# I SHOULD NOT HAVE SAID THAT!

HARRY POTTER, LIFE, MOVIES, QUOTES @ 09 July 2013

Hagrid I should not have said that!

I warned you. I warned you of my tendency to quote/embed bits of HP in everything.

Do you have those moments where you instantly regret something you’ve said? Those absolute, “foot in mouth” moments, were you feel horrible, or ashamed, or horrible and ashamed over something you’ve said to or about someone or a situation? I know for me, those moments happen far too often and I am left completely frustrated with myself for not exercising better judgment. Words, once said can not be taken back, they can only be forgiven.  Speaking too much or jumping to conclusions about someone or a situation is a sin I struggle with daily. I try to do the right thing. I pray, asking for the wisdom to know when and what to say. I pray for the will power to resist those moments when I just want to spout off, hurling verbal daggers at someone that’s hurt me or annoyed me. I have good days and I have bad days, but I’m trying. I fall and I backslide, but I am striving.
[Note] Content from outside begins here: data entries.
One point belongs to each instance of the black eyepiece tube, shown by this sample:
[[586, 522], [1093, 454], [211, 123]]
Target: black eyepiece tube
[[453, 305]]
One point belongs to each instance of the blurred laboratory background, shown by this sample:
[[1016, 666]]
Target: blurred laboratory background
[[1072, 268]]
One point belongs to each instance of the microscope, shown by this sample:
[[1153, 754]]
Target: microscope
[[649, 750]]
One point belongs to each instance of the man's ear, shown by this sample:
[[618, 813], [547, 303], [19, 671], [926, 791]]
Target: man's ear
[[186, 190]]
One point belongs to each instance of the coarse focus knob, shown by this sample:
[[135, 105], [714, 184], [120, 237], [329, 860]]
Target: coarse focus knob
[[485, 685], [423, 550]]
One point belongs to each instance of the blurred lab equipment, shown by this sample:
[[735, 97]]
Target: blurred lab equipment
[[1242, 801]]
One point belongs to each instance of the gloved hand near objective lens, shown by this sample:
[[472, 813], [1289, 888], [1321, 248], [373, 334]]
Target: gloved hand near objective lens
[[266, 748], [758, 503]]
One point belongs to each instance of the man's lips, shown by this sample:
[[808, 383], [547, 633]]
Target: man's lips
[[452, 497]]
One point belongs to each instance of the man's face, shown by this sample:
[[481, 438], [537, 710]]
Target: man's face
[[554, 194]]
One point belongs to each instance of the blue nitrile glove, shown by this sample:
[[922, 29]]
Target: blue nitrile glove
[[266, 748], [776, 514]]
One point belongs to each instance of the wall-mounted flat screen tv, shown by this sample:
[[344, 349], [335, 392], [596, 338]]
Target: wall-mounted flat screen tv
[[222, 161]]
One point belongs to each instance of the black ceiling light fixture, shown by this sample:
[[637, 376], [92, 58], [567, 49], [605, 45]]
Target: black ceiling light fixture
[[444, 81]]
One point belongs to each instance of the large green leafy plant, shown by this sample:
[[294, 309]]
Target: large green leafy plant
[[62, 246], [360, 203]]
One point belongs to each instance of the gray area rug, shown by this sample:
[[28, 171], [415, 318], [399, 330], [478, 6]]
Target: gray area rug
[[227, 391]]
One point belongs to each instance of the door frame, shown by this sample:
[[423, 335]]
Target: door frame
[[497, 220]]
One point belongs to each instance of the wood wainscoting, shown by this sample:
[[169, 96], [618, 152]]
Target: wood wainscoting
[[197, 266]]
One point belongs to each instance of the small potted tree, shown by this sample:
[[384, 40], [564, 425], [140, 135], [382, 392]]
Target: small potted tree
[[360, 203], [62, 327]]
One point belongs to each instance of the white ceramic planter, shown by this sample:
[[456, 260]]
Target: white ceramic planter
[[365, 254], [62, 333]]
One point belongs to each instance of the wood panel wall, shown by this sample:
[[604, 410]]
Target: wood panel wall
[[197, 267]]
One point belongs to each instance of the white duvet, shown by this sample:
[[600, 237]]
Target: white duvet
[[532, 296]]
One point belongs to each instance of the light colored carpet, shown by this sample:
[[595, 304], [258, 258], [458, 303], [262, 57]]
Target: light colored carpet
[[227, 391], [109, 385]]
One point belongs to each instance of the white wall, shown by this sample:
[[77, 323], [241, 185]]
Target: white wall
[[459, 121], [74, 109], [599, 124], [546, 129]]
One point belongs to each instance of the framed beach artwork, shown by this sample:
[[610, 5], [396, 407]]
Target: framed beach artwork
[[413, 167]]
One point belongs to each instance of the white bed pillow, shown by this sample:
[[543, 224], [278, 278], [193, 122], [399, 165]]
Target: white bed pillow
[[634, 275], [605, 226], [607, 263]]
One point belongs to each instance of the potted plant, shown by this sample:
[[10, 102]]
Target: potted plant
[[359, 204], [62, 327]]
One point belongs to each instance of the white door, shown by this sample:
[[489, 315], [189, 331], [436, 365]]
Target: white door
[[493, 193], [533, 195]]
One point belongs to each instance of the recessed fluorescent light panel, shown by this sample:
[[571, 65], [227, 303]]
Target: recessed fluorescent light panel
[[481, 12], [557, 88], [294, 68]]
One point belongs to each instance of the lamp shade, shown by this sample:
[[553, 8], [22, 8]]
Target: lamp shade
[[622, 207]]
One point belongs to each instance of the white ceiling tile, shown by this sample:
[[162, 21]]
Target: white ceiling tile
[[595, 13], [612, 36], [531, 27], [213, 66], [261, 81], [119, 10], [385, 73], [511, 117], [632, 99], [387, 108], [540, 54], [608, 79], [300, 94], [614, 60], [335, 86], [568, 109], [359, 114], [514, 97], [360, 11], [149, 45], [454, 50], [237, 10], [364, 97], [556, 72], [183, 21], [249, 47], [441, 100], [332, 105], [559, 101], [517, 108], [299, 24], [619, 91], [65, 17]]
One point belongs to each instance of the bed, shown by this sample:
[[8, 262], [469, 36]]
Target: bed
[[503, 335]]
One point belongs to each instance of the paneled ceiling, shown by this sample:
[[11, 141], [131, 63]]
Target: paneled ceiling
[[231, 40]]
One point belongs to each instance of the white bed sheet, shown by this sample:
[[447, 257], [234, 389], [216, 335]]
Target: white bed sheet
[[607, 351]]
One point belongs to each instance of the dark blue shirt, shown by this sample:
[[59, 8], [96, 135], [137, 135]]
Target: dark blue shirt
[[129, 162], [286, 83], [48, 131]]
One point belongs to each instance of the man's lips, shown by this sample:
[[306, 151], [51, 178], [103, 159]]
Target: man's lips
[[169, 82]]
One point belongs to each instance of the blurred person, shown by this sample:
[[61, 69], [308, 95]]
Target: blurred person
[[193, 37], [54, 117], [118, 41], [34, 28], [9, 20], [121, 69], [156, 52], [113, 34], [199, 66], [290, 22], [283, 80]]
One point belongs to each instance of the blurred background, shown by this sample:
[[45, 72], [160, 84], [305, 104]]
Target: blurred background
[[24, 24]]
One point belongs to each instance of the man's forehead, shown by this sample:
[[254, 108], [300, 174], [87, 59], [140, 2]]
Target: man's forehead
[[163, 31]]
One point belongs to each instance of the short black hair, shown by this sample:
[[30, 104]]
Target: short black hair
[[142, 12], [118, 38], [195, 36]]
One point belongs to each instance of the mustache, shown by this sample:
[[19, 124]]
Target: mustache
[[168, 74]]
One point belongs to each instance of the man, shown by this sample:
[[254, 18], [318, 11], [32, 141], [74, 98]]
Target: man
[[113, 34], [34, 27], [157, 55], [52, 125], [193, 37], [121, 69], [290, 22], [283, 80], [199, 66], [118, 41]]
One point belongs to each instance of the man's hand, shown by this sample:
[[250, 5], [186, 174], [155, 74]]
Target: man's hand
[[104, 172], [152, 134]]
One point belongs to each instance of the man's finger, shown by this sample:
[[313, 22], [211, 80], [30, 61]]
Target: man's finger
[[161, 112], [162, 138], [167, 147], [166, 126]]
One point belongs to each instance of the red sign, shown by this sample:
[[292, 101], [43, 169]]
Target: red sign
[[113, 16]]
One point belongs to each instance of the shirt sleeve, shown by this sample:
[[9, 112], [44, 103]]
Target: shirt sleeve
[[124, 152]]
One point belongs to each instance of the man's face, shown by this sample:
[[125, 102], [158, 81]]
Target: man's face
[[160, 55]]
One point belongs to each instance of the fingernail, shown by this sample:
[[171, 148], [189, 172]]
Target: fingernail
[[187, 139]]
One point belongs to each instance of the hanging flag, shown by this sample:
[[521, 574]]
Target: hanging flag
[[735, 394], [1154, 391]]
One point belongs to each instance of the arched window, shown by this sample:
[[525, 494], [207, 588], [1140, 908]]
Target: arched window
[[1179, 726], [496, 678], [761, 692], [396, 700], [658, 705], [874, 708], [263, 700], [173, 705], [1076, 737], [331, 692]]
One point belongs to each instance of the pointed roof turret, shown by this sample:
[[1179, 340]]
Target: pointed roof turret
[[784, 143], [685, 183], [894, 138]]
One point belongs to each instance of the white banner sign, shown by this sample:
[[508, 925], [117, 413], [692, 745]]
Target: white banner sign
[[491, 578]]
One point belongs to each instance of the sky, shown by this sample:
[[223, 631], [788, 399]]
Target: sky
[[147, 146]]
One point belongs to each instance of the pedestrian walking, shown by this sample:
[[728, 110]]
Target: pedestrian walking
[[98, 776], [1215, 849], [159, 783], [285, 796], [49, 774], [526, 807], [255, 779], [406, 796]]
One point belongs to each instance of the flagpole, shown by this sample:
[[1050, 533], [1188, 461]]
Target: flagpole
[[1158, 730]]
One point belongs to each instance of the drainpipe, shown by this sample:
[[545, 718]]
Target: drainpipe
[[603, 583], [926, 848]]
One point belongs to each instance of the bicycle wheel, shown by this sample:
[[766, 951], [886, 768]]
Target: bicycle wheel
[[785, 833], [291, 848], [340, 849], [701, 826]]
I saw something in Hobby Lobby the other day that really spoke to my heart. It was painted on a perfectly distressed piece of wood and read, “Grace is when God gives us what we don’t deserve and Mercy is when he doesn’t”. I spend entirely too much time in Hobby Lobby and once I go, it’s hard for me to leave, but I can remember how that simple sign stopped me in my tracks. How often has God shown mercy on me and the choices that I’ve made? How often has he forgiven me for speaking harshly towards my husband? About a coworker or family members? To count the number of times he has extended grace and forgiveness to me would be impossible. Knowing this and holding this fact close to my heart, is the only thing that enables me to stop myself before I hurt someone with my poorly thought out choice of words or my snap judgments. I fail at this daily, but I’m getting better. Does anyone have any thoughts to add? Does anyone reading struggle with this problem? What techniques or methods have you instilled in your daily life to overcome the temptation to speak before thinking, before gossiping?

Proverbs 11:13 Whoever goes about slandering reveals secrets, but he who is trustworthy in spirit keeps a thing covered.